Although wordclouds may not be optimal for scientific purposes they can provide a quick visual overview of a set of terms. Let’s look at some topics as wordcloud.

In the following code, you can change the variable topicToViz with values between 1 and 20 to display other topics.

require(wordcloud2)
# visualize topics as word cloud
topicToViz <- 11 # change for your own topic of interest
topicToViz <- grep('mexico', topicNames)[1] # Or select a topic by a term contained in its name
# select to 40 most probable terms from the topic by sorting the term-topic-probability vector in decreasing order
top40terms <- sort(tmResult$terms[topicToViz,], decreasing=TRUE)[1:40]
words <- names(top40terms)
# extract the probabilites of each of the 40 terms
probabilities <- sort(tmResult$terms[topicToViz,], decreasing=TRUE)[1:40]
# visualize the terms as wordcloud
wordcloud2(data.frame(words, probabilities), shuffle = FALSE, size = 0.8)

Let us now look more closely at the distribution of topics within individual documents. To this end, we visualize the distribution in 3 sample documents.

Let us first take a look at the contents of three sample documents:

exampleIds <- c(2, 100, 200)
cat(sotu_corpus[exampleIds[1]])
cat(sotu_corpus[exampleIds[2]])
cat(sotu_corpus[exampleIds[3]])
## 2: Fellow-Citizens of the Senate and House of Representatives:
## 
## In meeting you again I feel much satisfaction in being able to repeat my
## congratulations on the favorable prospects which continue to distinguish
## our public affairs. The abundant fruits of another year have blessed our
## country with plenty and with the means of a flourishing commerce.
## 
## The progress of public credit is witnessed by a consi...
## 100: To the Congress of the United States:
## 
## As you assemble for the discharge of the duties you have assumed as the
## representatives of a free and generous people, your meeting is marked by an
## interesting and impressive incident. With the expiration of the present
## session of the Congress the first century of our constitutional existence
## as a nation will be completed.
## 
## Our survival for one hundred years ...
## 200: Mr. Speaker, Mr. President, distinguished Members of Congress, honored
## guests, and fellow citizens:
## 
## May I congratulate all of you who are Members of this historic 100th
## Congress of the United States of America. In this 200th anniversary year of
## our Constitution, you and I stand on the shoulders of giants--men whose
## words and deeds put wind in the sails of freedom.

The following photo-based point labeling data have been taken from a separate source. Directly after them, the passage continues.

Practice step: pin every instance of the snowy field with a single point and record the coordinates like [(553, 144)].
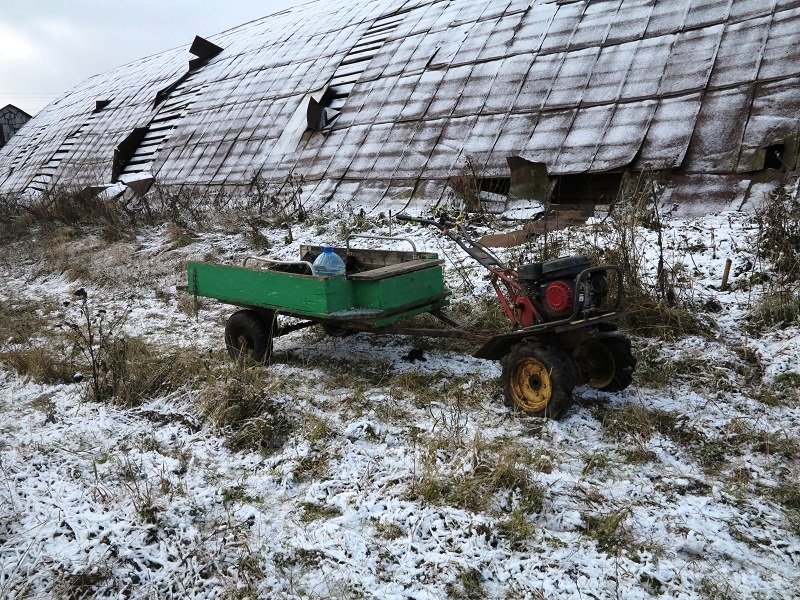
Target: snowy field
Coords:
[(383, 476)]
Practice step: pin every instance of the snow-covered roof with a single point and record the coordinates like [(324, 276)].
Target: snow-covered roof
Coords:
[(413, 87)]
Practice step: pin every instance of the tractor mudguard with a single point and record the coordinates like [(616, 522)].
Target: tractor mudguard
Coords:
[(563, 334)]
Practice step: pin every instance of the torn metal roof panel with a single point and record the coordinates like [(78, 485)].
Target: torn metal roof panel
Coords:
[(691, 58), (740, 52), (718, 133), (630, 21), (774, 118)]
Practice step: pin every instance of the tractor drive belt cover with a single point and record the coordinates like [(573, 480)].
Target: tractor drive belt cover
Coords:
[(565, 267)]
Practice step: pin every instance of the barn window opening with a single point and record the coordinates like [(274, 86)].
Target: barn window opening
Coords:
[(586, 188), (495, 185), (773, 156)]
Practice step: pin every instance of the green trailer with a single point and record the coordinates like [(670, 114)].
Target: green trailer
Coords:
[(380, 289), (562, 311)]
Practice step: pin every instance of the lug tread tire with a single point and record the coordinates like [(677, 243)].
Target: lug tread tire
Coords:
[(563, 377), (247, 330), (624, 363)]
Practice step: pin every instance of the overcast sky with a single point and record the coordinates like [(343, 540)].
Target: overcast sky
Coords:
[(49, 46)]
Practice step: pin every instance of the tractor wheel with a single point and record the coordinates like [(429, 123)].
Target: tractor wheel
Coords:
[(248, 335), (606, 364), (538, 380)]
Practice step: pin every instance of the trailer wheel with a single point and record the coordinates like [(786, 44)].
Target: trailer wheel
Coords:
[(336, 330), (538, 380), (248, 334)]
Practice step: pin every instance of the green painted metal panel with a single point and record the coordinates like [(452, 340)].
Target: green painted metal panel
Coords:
[(302, 294), (382, 301)]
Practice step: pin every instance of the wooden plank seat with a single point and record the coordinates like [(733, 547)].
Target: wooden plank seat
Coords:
[(396, 269)]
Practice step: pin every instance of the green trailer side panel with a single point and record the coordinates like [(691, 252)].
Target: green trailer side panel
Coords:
[(381, 301), (400, 290), (303, 294)]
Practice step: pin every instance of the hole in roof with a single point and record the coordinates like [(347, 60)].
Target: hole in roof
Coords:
[(773, 157), (586, 188)]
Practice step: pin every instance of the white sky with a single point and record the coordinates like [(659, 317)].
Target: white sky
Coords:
[(49, 46)]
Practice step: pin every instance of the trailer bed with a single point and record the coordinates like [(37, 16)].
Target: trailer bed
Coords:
[(380, 288)]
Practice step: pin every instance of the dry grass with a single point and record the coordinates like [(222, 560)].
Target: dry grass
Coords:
[(488, 471), (243, 404)]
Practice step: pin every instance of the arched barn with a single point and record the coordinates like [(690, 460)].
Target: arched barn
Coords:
[(386, 102)]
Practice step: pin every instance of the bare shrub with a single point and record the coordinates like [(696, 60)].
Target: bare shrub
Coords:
[(125, 370), (40, 364)]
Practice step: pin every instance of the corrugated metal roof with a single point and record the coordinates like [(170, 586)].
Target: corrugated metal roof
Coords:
[(698, 85)]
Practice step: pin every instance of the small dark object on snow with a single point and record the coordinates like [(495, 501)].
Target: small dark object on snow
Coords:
[(415, 354)]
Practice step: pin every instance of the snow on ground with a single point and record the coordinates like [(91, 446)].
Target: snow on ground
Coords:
[(369, 495)]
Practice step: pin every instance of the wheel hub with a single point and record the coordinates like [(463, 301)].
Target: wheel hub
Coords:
[(531, 386), (597, 364)]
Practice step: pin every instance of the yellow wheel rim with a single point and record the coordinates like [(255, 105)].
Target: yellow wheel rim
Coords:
[(598, 362), (531, 386)]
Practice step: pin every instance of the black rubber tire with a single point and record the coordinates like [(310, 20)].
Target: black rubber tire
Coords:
[(538, 379), (248, 334), (624, 363)]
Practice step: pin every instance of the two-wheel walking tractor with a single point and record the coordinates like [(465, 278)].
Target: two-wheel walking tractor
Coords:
[(562, 311)]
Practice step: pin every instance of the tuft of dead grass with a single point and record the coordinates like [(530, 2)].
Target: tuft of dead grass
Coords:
[(244, 405)]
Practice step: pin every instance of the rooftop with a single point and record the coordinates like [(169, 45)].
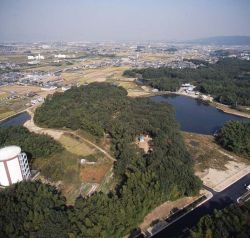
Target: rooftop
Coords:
[(9, 152)]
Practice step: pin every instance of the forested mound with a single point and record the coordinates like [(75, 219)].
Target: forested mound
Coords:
[(33, 144), (235, 136), (228, 80), (232, 221), (145, 180)]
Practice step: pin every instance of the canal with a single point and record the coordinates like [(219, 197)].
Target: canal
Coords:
[(180, 228), (18, 119)]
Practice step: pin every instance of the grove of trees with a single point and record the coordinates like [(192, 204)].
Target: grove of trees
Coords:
[(144, 180), (235, 136), (228, 80)]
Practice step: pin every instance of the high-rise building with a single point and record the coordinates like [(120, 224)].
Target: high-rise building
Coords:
[(14, 165)]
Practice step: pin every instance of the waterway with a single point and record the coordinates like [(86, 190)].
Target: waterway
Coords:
[(196, 116), (18, 119), (220, 200)]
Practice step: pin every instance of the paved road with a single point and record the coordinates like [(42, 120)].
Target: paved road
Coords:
[(218, 201)]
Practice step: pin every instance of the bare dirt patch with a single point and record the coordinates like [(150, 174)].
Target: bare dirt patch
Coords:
[(94, 173), (216, 167)]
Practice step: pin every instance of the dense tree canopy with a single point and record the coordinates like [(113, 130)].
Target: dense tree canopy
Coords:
[(232, 221), (32, 209), (228, 80), (145, 180), (32, 143), (235, 136)]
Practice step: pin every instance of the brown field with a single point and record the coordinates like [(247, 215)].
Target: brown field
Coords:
[(75, 146), (94, 173), (216, 167)]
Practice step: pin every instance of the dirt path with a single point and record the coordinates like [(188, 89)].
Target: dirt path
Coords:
[(56, 134)]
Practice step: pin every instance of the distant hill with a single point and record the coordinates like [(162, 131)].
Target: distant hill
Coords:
[(223, 40)]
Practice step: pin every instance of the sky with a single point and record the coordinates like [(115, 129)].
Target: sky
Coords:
[(121, 20)]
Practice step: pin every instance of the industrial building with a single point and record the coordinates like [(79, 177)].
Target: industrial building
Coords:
[(14, 165)]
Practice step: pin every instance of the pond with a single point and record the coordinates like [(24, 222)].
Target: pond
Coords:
[(196, 116)]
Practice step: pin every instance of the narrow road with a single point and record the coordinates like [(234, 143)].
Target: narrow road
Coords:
[(93, 144), (55, 133), (220, 200)]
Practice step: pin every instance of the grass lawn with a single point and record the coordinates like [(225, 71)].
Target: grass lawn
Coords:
[(76, 146)]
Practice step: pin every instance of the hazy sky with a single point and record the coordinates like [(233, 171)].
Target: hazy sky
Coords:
[(100, 20)]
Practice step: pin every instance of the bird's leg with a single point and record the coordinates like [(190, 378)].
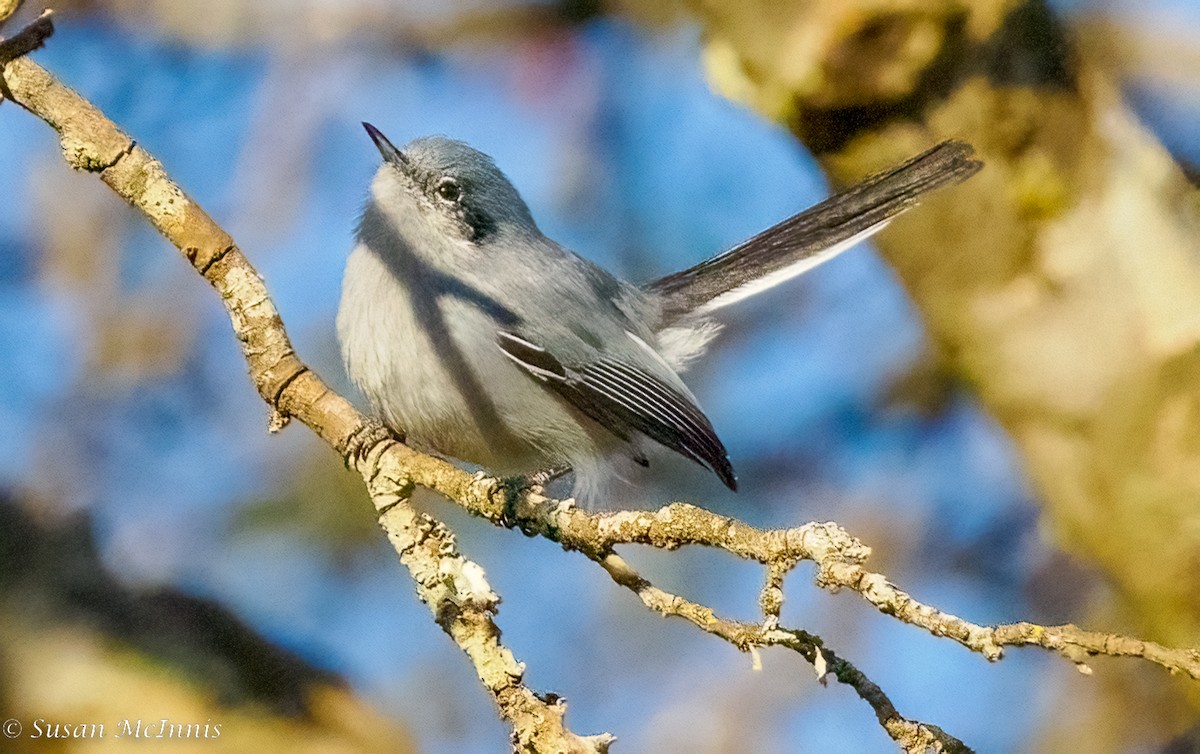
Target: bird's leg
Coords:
[(364, 437)]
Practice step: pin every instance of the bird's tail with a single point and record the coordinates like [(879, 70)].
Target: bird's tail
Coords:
[(813, 237)]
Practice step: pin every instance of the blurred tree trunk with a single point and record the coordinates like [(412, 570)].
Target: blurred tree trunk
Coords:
[(1062, 282)]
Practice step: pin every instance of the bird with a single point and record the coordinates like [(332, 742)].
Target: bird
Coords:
[(474, 336)]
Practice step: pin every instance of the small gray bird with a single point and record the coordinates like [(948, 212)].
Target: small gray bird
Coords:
[(479, 337)]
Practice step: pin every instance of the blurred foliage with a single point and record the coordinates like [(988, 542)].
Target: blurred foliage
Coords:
[(79, 641)]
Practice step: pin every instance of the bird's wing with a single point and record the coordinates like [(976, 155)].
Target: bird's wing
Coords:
[(625, 399)]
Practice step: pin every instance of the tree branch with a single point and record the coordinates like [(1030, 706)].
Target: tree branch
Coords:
[(454, 587)]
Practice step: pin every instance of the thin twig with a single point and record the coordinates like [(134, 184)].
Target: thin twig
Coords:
[(454, 587)]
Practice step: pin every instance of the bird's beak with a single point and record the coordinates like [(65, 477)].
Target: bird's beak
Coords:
[(389, 151)]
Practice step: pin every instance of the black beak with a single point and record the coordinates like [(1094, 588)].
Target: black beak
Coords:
[(389, 151)]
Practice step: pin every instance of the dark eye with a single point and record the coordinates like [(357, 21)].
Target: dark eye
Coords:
[(449, 190)]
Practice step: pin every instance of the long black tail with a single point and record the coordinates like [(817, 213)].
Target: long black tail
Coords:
[(815, 235)]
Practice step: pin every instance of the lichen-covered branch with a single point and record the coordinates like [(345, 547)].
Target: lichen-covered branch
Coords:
[(454, 587), (911, 735), (1062, 283)]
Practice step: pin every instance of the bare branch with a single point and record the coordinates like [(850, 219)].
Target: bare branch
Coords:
[(454, 587), (28, 39), (7, 7), (910, 735)]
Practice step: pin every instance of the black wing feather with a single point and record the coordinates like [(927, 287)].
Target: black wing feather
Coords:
[(625, 399)]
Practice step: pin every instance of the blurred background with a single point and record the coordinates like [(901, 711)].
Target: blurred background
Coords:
[(162, 555)]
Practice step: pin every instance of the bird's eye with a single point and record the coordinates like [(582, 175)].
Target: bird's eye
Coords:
[(449, 190)]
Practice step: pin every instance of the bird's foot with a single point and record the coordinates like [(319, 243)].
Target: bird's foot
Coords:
[(537, 482), (365, 437)]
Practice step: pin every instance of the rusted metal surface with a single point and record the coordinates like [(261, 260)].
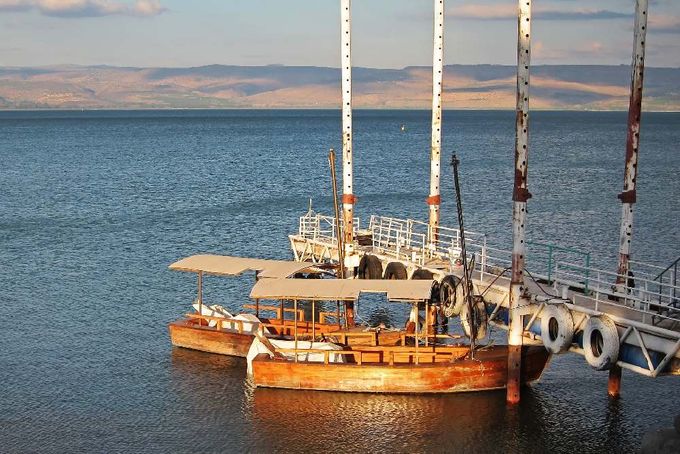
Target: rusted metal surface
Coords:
[(346, 61), (434, 199), (520, 195), (628, 196), (372, 371)]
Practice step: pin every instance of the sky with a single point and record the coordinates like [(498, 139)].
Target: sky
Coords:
[(385, 33)]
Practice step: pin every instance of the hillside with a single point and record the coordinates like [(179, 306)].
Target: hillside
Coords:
[(219, 86)]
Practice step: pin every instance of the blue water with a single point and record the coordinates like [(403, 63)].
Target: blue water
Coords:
[(95, 205)]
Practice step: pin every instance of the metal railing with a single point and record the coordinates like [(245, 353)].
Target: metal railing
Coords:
[(639, 293), (663, 279), (544, 257), (416, 241)]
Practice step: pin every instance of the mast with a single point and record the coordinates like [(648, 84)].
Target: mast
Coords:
[(348, 198), (628, 196), (520, 196), (434, 199)]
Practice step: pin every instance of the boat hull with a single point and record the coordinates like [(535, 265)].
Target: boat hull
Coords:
[(194, 335), (487, 371), (187, 334)]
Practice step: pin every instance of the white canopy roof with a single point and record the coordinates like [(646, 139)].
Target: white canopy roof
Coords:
[(340, 289), (233, 266)]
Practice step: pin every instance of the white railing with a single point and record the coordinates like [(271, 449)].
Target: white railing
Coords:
[(418, 239), (655, 301), (322, 228)]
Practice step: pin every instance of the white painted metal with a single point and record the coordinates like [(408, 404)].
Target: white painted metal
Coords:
[(520, 196), (435, 149), (633, 138), (347, 175), (396, 239)]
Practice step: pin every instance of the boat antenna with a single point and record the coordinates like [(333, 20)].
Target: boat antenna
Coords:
[(466, 271)]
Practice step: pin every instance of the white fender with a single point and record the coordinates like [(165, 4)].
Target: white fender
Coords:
[(557, 328), (601, 342), (480, 309)]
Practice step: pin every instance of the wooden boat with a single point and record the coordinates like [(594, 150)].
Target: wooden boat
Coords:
[(211, 329), (434, 370), (425, 367)]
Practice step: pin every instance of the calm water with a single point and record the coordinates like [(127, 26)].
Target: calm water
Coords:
[(94, 206)]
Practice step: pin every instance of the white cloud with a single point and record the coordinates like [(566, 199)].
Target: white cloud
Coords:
[(85, 8), (509, 12)]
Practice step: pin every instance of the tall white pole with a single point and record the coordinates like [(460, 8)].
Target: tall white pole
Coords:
[(520, 195), (434, 200), (348, 198)]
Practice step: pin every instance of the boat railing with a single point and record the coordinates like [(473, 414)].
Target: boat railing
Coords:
[(653, 300), (221, 322), (416, 241)]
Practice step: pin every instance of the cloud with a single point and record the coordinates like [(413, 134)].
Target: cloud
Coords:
[(590, 51), (85, 8), (509, 12)]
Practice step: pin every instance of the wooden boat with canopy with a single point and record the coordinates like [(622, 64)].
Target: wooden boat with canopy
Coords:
[(212, 329), (428, 366)]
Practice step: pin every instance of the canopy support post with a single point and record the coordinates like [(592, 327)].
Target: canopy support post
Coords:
[(200, 295), (295, 327)]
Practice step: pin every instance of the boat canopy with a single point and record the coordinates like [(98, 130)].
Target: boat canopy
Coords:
[(225, 265), (341, 289)]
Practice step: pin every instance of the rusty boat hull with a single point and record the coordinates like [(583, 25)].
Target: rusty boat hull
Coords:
[(488, 371), (195, 335)]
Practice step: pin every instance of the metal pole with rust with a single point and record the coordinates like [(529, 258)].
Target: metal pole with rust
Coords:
[(628, 196), (348, 198), (520, 196), (434, 199)]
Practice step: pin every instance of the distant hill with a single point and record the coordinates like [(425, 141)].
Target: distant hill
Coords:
[(276, 86)]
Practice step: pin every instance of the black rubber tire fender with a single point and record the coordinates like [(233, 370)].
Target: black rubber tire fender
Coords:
[(370, 267)]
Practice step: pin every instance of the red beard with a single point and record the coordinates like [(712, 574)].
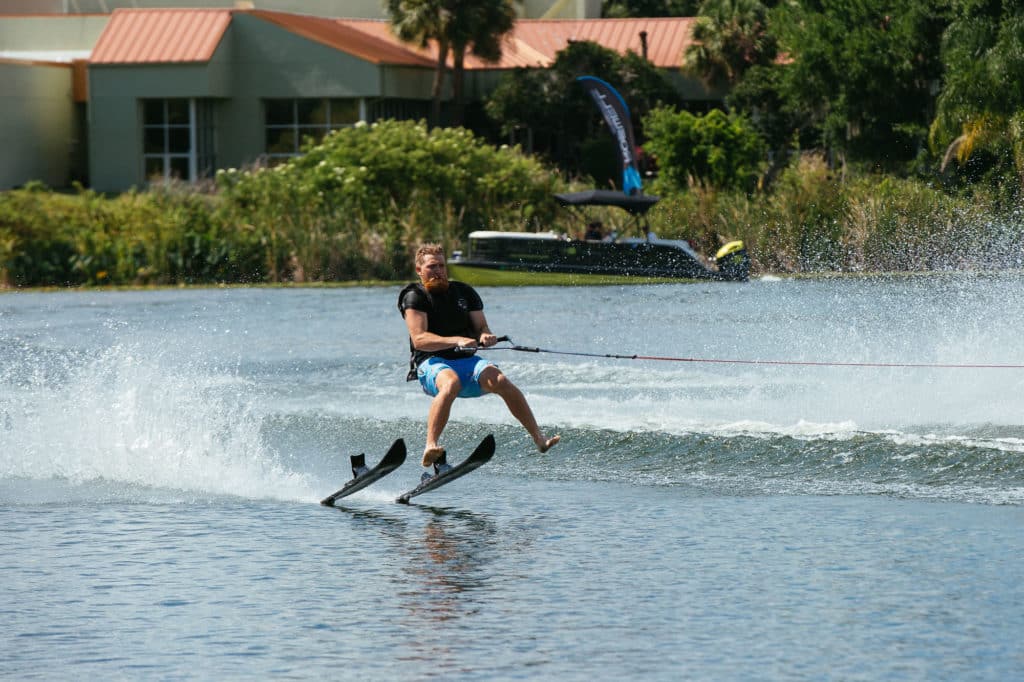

However, we must always
## remember...

After looking into the documents, we visualize the topic distributions within the documents.

# load libraries for visualization
library("reshape2")
library("ggplot2")
N <- length(exampleIds)
# get topic proportions form example documents
topicProportionExamples <- theta[exampleIds,]
colnames(topicProportionExamples) <- topicNames
vizDataFrame <- melt(cbind(data.frame(topicProportionExamples), document = factor(1:N)), variable.name = "topic", id.vars = "document")  

ggplot(data = vizDataFrame, aes(topic, value, fill = document), ylab = "proportion") + 
  geom_bar(stat="identity") +
  theme(axis.text.x = element_text(angle = 90, hjust = 1)) +  
  coord_flip() +
  facet_wrap(~ document, ncol = N)

3 Topic distributions

The figure above shows how topics within a document are distributed according to the model. In the current model all three documents show at least a small percentage of each topic. However, two to three topics dominate each document.

The topic distribution within a document can be controlled with the Alpha-parameter of the model. Higher alpha priors for topics result in an even distribution of topics within a document. Low alpha priors ensure that the inference process distributes the probability mass on a few topics for each document.

In the previous model calculation the alpha-prior was automatically estimated in order to fit to the data (highest overall probability of the model). However, this automatic estimate does not necessarily correspond to the results that one would like to have as an analyst. Depending on our analysis interest, we might be interested in a more peaky/more even distribution of topics in the model.

Now let us change the alpha prior to a lower value to see how this affects the topic distributions in the model.

# see alpha from previous model
attr(topicModel, "alpha") 
## [1] 2.5
topicModel2 <- LDA(DTM, K, method="Gibbs", control=list(iter = 500, verbose = 25, seed = 1, alpha = 0.2))
tmResult <- posterior(topicModel2)
theta <- tmResult$topics
beta <- tmResult$terms
topicNames <- apply(terms(topicModel2, 5), 2, paste, collapse = " ")  # reset topicnames

Now visualize the topic distributions in the three documents again. What are the differences in the distribution structure?

# get topic proportions form example documents
topicProportionExamples <- theta[exampleIds,]
colnames(topicProportionExamples) <- topicNames
vizDataFrame <- melt(cbind(data.frame(topicProportionExamples), document = factor(1:N)), variable.name = "topic", id.vars = "document")  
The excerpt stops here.